Whenever somebody asks me advice on what to do in Amsterdam or where to go for a daytrip, I always say the same thing.
Get out of Amsterdam. Go to Haarlem.
Now, I don’t have anything against Amsterdam – I’ve actually come to really like the Dutch capital – but it ain’t the Netherlands. Non-Randstad people would probably say that Haarlem isn’t exactly a window into the Dutch soul either, but hey, we’re going with baby steps.
I adore Haarlem, much to Paul’s dismay. I first went in 2011, only a few weeks after I arrived in the country. One of Paul’s best mates, Marlon, is from the city and he showed me his hometown, clearly pretty happy that I truly loved the place. (For longtime readers of the blog, this was the day when I fell off my bike into a sand dune after admiring some cows. Yep.)
You might not understand why Paul was so disappointed that I fell hard for Haarlem. At first, I didn’t either. But Paul’s from South Holland; the province that claims to be the most Dutch of all, with rough guttural ‘ggghhh’s and dark, brooding architecture. North Holland – with Haarlem its capital – is known for its nasal-y, almost American ‘rrr’s and pretty bell facades. Apparently Rotterdam (South Holland) earns all the money, The Hague (South Holland) divides it and Amsterdam (North Holland) spends it.
At the end of the day, though, aren’t they both people from Holland? They’re from the centre of the Netherlands, the region many foreigners mistakenly label as the entire country. They’re mainly Protestant (compared to the Catholics in Brabant and Limburg) and share a common modern history of the Eighty Years’ War against the Spanish and all the VOC exploration. Plus, the two provinces together are only about half the size of the Melbourne Metropolitan Area. The Netherlands really is tiny.
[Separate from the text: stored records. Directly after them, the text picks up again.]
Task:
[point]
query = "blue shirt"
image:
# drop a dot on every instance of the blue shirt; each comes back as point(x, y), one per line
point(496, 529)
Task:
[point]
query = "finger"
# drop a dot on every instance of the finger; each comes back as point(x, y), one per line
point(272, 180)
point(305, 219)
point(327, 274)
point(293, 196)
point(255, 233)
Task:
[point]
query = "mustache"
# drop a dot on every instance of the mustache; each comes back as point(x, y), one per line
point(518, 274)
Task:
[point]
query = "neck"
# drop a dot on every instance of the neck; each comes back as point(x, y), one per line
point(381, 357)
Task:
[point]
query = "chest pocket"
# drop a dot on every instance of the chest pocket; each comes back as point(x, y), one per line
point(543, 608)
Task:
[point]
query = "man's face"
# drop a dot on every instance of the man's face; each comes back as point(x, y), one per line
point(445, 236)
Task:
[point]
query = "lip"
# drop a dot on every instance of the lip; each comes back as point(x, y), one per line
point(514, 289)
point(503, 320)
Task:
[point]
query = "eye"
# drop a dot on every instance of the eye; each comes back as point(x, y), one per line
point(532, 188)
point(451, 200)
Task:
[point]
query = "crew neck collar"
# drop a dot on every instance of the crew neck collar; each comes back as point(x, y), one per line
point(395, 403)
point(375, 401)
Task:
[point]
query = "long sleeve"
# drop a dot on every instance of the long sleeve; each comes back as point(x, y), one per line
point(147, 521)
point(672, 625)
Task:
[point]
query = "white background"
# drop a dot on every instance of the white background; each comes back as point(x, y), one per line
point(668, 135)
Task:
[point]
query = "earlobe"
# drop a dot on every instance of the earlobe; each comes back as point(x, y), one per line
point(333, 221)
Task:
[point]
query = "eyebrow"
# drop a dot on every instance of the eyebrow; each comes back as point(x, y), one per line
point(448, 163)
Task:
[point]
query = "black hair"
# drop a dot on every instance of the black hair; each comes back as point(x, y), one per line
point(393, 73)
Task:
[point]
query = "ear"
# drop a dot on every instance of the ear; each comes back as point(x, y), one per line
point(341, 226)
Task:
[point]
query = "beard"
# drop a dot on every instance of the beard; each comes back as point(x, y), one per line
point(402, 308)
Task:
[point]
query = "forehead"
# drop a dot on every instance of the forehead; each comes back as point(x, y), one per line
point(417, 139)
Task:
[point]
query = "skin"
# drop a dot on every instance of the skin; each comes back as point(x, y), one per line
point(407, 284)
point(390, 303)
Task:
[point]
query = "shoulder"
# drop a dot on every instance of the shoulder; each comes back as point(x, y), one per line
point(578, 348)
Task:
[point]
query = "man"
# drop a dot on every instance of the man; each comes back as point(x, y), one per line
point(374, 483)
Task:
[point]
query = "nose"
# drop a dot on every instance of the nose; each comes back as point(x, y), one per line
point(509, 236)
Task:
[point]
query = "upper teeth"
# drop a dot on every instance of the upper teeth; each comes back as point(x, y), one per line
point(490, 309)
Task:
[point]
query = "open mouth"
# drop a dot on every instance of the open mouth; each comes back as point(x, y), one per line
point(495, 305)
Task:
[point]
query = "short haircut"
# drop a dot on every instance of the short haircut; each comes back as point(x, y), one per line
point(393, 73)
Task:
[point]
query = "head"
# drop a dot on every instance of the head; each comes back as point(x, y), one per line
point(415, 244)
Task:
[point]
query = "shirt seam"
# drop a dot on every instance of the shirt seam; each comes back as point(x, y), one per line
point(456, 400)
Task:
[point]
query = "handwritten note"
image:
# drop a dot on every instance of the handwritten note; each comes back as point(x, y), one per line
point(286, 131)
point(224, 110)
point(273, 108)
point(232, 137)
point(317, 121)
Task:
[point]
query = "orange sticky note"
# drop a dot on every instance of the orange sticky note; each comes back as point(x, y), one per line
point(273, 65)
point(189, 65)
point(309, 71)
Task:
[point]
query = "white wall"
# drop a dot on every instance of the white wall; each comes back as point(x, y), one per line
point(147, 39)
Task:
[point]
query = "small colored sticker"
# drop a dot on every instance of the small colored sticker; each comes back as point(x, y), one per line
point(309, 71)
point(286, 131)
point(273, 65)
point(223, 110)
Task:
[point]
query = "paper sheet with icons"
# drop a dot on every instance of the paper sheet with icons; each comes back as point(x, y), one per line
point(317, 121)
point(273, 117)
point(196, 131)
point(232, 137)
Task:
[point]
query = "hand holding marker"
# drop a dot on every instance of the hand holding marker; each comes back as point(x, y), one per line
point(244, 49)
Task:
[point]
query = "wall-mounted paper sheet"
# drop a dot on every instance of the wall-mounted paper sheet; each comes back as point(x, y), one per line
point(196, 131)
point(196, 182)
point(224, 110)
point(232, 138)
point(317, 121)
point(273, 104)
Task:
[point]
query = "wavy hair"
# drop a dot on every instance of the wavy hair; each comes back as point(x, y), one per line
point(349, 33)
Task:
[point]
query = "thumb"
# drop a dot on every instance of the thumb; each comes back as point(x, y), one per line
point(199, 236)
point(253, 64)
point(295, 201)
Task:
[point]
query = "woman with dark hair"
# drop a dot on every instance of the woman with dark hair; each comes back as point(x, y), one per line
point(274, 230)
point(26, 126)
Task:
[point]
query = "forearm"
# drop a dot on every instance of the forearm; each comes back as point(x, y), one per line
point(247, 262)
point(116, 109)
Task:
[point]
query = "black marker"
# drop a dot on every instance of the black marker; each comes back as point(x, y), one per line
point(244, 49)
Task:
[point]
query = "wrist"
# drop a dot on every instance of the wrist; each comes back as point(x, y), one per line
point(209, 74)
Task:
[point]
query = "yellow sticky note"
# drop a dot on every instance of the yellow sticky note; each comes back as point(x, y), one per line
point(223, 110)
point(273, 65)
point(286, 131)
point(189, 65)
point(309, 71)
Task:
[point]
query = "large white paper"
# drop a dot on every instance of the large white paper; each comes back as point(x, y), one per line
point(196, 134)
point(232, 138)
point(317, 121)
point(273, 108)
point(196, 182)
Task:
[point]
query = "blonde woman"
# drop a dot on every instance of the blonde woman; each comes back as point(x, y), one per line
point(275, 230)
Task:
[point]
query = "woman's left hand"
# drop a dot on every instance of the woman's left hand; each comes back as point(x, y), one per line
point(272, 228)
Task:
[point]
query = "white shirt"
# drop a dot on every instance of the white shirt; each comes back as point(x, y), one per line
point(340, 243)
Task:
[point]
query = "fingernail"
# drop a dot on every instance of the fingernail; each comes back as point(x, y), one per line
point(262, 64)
They’re actually not much different, in my honest opinion. But I wouldn’t dare say that at an Ajax-Feyenoord football match.
I’ve been back to Haarlem a few times over the past couple of years, always looking for any excuse to visit the city. People often assume that if Paul and I weren’t living in Dordrecht we would be in Amsterdam, but that’s not true. I’d choose Haarlem over its famous neighbour any day.
I spent a week in Haarlem early last year; I did some volunteer work at a media company in the centre of town and spent my lunch breaks walking the streets. A couple of weekends ago, Paul and I headed up to see Marlon and we spent practically a perfect day wandering around, watching Ajax in a pub, stuffing ourselves with Thai food and even going bowling. It was a Sunday, yet shops were open and the city just had a great buzz to it.
So what’s so good about it, you say? If you’re asking me what makes it stand out from the couple of dozen Dutch cities I’ve visited over the past three years, I’d be a bit stumped actually. It’s historic, losing thousands of citizens and buildings in the Spanish siege during the Eighty Years War, only to face similar destruction in a massive fire a decade later.
But it’s no more historic than other cities of Holland like Dordrecht, Delft, Gouda or Alkmaar. It’s got nice old buildings, but so do most cities. It’s got canals, bikes everywhere and the odd pretty church. Like everywhere.
But it’s the little things. I love the way that the canals are looked at, front and centre, rather than simply running behind buildings. There hardly seems to be any main roads in the middle of town; it’s instead a jumble of little lanes and hard-to-find nooks and crannies. The best little spots, in my opinion, are the little hofjes; tiny houses arranged around a communal garden. Haarlem seems to be full of them.
The city’s the centre of the tulip industry, with its rural outskirts turning every conceivable hue come spring. The Haarlemers also seem to love the sun more than any other Dutchies; you’ll see them sitting alfresco in the middle of February, their necks craned and their eyes closed, trying to get a bit of Vitamin D.
And yes, it is quite hipster. A lot of young people who can’t afford Amsterdam’s high rents have headed out here (it’s less than fifteen minutes away by train) and you can definitely see how they’ve made their mark. Tattoo parlours rub shoulders with boutiques like Scotch & Soda, and you can find cafes which offer not only high tea, but also ‘high wine’. One of the first things you see when you head out of Haarlem Station (my favourite train station in the country) is a fries shop. No biggie, you think? They sell vegan-friendly, biological fries.
My favourite hipster institution in Haarlem has got to be the Jopenkerk. If you know a bit of Dutch or German, straight away you’ll see that word and think, ‘hey, how can a church be hipster?’ Well, this one is pretty special; a few years ago the Jopen Brewery bought the neglected church and turned it into a microbrewery.
The vats sit in front of stained glass windows and you toss back their signature brews on pews. It’s hugely popular and for good reason; it’s one of my favourite pubs in Europe.
Haarlem’s got plenty of museums, but I haven’t been into any of them. I haven’t seen inside any churches, save the Jopenkerk. I haven’t bought any souvenirs, gone on a canal cruise or even eaten any (biological or otherwise) fries and mayo. But it feels livable, comfortable and laid-back. I’m already plotting my return.